Hello, it's my first post on this forum (I think)

It's funny I had my ensim server from new with no firewall for several months as I was too busy with the web development to worry about it. I then read your 10 point checklist and decided it was about time to address the issue, so... I installed APF, PSAD, Mailscanner Kit, Chroor kit, and Libmod is it?

So now I've got all this protection, how come I feel moe paranoid than ever?!!

Anyway, I would be grateful if someone could help me out with this. I am getting a regular email from root with the following message:

Subject:
** The INPUT chain in the iptables ruleset on blah.blah.blah
does not include a default LOG rule for all protocols. psad will not
be able to detect scans without such a rule.


.. NOTE: IPTables::Parse does not yet parse user defined chains and so it
is possible your firewall config is compatible with psad anyway
--------------------------------------------------------------------------------
I'm really new to all this firewall stuff and havent got a clue how to an iptables ruleset. I had a look at a program called quicktables, but the configuration still seemed above my head and I was unable to install it. On trying to run the install script it couldn't locate rc.firewall - can some nice person tell me what's going on? am I much safer than I was before? and do I need to do anything?

Greetings:

1. In /etc/Bastille/bastille-firewall.cfg make sure you have LOG_FAILURES set to "Y"

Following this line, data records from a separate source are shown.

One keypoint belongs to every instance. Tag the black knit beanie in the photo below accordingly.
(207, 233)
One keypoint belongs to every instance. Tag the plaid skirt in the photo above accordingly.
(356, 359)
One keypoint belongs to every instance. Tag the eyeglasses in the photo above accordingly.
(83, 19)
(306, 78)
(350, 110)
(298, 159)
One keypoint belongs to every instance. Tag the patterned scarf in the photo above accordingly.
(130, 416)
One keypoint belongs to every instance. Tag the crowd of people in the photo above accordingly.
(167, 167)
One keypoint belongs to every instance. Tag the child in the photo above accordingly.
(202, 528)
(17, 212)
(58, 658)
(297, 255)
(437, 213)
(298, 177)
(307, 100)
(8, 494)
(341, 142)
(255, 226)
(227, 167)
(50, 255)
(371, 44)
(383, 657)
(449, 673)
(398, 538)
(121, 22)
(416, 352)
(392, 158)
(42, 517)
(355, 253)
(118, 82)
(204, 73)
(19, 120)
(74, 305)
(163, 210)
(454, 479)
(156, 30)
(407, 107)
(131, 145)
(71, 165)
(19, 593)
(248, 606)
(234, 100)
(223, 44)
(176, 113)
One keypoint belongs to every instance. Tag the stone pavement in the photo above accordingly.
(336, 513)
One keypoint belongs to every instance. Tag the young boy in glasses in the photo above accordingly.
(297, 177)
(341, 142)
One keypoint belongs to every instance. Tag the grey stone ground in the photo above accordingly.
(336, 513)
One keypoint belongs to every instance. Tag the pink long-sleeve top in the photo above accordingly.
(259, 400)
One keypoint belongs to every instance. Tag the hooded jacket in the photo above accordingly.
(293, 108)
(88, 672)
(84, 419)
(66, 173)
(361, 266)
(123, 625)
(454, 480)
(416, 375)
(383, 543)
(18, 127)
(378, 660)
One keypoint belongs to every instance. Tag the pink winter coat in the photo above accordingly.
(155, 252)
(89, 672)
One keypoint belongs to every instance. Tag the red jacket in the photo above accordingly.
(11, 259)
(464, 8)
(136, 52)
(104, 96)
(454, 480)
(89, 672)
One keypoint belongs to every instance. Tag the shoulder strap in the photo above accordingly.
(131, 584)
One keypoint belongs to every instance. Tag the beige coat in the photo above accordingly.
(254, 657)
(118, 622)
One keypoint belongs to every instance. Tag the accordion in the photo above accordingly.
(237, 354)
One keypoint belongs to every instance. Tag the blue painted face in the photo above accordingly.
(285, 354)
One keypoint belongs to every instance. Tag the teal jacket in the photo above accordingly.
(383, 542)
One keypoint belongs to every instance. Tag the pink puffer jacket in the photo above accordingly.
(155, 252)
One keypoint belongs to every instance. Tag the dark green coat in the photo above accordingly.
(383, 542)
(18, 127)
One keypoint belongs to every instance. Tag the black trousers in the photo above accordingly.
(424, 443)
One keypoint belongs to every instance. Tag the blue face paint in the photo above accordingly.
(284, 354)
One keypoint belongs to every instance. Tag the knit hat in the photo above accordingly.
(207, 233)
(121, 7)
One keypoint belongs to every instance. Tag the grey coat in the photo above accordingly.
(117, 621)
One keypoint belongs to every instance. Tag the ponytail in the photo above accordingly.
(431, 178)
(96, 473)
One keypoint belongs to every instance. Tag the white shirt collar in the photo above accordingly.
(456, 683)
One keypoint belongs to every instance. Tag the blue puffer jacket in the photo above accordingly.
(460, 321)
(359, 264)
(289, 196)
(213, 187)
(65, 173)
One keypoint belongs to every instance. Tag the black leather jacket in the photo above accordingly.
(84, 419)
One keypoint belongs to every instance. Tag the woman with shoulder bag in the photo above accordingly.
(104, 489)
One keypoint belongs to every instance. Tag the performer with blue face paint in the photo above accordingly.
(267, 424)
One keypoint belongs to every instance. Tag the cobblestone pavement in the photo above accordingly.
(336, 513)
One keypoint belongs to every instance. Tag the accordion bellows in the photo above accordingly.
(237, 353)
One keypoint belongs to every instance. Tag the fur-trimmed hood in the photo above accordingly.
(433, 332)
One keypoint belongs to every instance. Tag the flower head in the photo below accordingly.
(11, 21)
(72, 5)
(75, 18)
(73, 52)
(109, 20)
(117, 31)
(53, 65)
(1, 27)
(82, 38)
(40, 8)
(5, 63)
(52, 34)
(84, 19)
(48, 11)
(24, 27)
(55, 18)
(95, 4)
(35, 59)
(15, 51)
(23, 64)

2. Make sure your REJECT_METHOD in the same file is set to "DROP"

Thank you.

Thanks, except that I am using APF not Bastille :-(

That's why you get the error message! You need Bastille and PSAD or APF by itself.

Thanks that's the fastest reply I've ever had!

Oh I misunderstood, I thought APF was just a Firewall, not a port-scan detector. What should I use with APF then? Snort maybe?

(Are other people having problems with being logged out of these forums?)

No idea, I use Bastille and PSAD - a great combination.